Tuesday, 16 July 2013

On the scapegoating of single motherhood

An incentive from Conservative MPs, support by David Cameron, are proposals to limit the supposed "automatic entitlements" given to single parents on low incomes, including access to Housing Benefit and social housing. The report itself, however, does not refer to single parents. It refers to single mothers; particularly those of a young age from certain social backgrounds, with the greatest susceptibility for poverty.

The notion of women supposedly getting impregnated to game social security provisions has reared its ugly head historically. During his first U.S. presidential campaign in 1976, Ronald Reagan constructed the absurd tale of a single mother, an archetypal "welfare queen", who supposedly exemplified a widespread manipulation of social support by this demonised minority: "She has eighty names, thirty addresses, twelve Social Security cards and is collecting veteran's benefits on four non-existing deceased husbands. And she is collecting Social Security on her cards. She's got Medicaid, getting food stamps, and she is collecting welfare under each of her names. Her tax-free cash income is over $150,000." It was soon established that Reagan's exaggerated propaganda was pure fantasy, founded upon stereotype to appeal to popular bigotry.

The fact that single mothers have been specifically cited as political capital for puerile scapegoating is what immediately struck me. (There are single fathers, of course). As in the case of Reagan's "welfare queen" archetype, it exemplifies the inherent chauvinism and misogyny of the mentality seeking to perpetrate it.

Given that I was raised by a single mother, I find it as disgusting on a personal level as I do on a moral and political one.
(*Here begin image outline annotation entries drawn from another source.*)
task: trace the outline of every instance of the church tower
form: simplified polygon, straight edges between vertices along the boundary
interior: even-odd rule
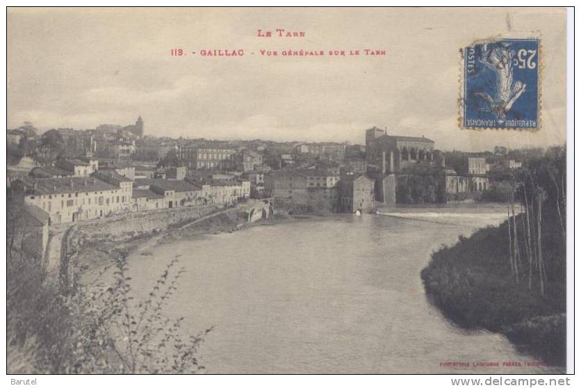
[[[143,126],[145,123],[141,116],[137,118],[137,121],[135,122],[135,134],[139,137],[143,137]]]

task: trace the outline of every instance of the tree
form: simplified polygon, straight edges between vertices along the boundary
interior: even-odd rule
[[[52,163],[56,156],[65,150],[65,140],[56,129],[47,131],[40,137],[40,147],[48,164]]]

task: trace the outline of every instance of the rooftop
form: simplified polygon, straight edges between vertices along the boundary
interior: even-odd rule
[[[114,170],[99,170],[92,174],[92,176],[105,180],[113,184],[119,184],[121,182],[133,181],[129,178],[115,172]]]
[[[50,216],[48,213],[33,204],[24,203],[23,204],[24,210],[26,213],[30,214],[31,217],[38,223],[40,226],[44,225],[49,222]]]
[[[22,179],[22,183],[37,195],[88,193],[119,188],[95,177],[25,178]]]
[[[133,187],[140,186],[155,186],[163,191],[195,191],[200,190],[202,187],[196,185],[192,182],[177,180],[177,179],[164,179],[161,178],[155,179],[137,179],[133,181]]]
[[[28,175],[34,178],[52,178],[59,176],[69,177],[72,175],[72,172],[58,167],[45,166],[33,168]]]
[[[154,193],[149,189],[143,188],[133,188],[132,197],[133,198],[147,198],[149,200],[158,200],[163,198],[163,195]]]

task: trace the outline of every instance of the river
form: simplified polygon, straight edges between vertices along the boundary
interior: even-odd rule
[[[459,234],[498,225],[502,207],[399,209],[258,225],[130,257],[138,293],[169,261],[186,270],[167,306],[211,373],[550,373],[502,336],[455,327],[427,300],[420,271]],[[504,362],[523,366],[503,366]],[[443,366],[447,362],[470,367]],[[475,367],[473,362],[500,362]]]

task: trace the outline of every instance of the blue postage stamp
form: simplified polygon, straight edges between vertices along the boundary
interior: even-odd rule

My mum, for the for most part, brought me up alone. And she did an incredible job, despite all of the struggle, adversity and self-sacrifice that goes with being a economically disadvantaged single parent. But what impacted my and her welfare just as severely was the snide prejudice and hatred she was subjected to on both a social and institutional level.

Such political scapegoating and social stigmatisation of single mothers essentially encapsulates the systematic subordination of vulnerable minorities under capitalist patriarchy. It displays normalised economic, class-based, gender-based and sexual discrimination and violence.

The Conservative MPs' report also makes an issue of the occurrence of abortion among young women, which would be less frequent if there was less sexual subordination, and more comprehensive sex education in schools and access to contraception in society, as is the case in European countries where statistical frequency of teenage pregnancy and abortion and significantly lower than in the UK. Of course, the rights of contraception and termination of pregnancy all fall under the right of biological self-determination and bodily autonomy. Why are the abusers of single mothers so keen to engage in the doublespeak of attacking child bearing they imply as burdensome, yet make issue of women exerting their basic right of bodily autonomy?

As the great comedian George Carlin said: 

Boy, these conservatives are really something, aren't they? They're all in favour of the unborn. They will do anything for the unborn. But once you're born, you're on your own. Pro-life conservatives are obsessed with the  foetus from conception to nine months. After that, they don't want to know about you. They don't want to hear from you. No nothing. No neonatal care, no day care, no head start, no school lunch, no food stamps, no welfare, no nothing. If you're preborn, you're fine; if you're preschool, you're fucked.

The same rhetoric which chastises single mothers for implied "economic inactivity" is the same which abuses vulnerable disabled people as "scroungers". It censures women for deciding their own destinies, and for not submitting to institutional economic uniformity. And to the same extent, it victimises infant children for being surplus units of existence in the scheme of state capitalism. Surely, subjecting children to this kind of vindictiveness on an interpersonal and/or paternal level would be classified as child abuse.  At its heart, it beholds the spectre of ideological dehumanisation.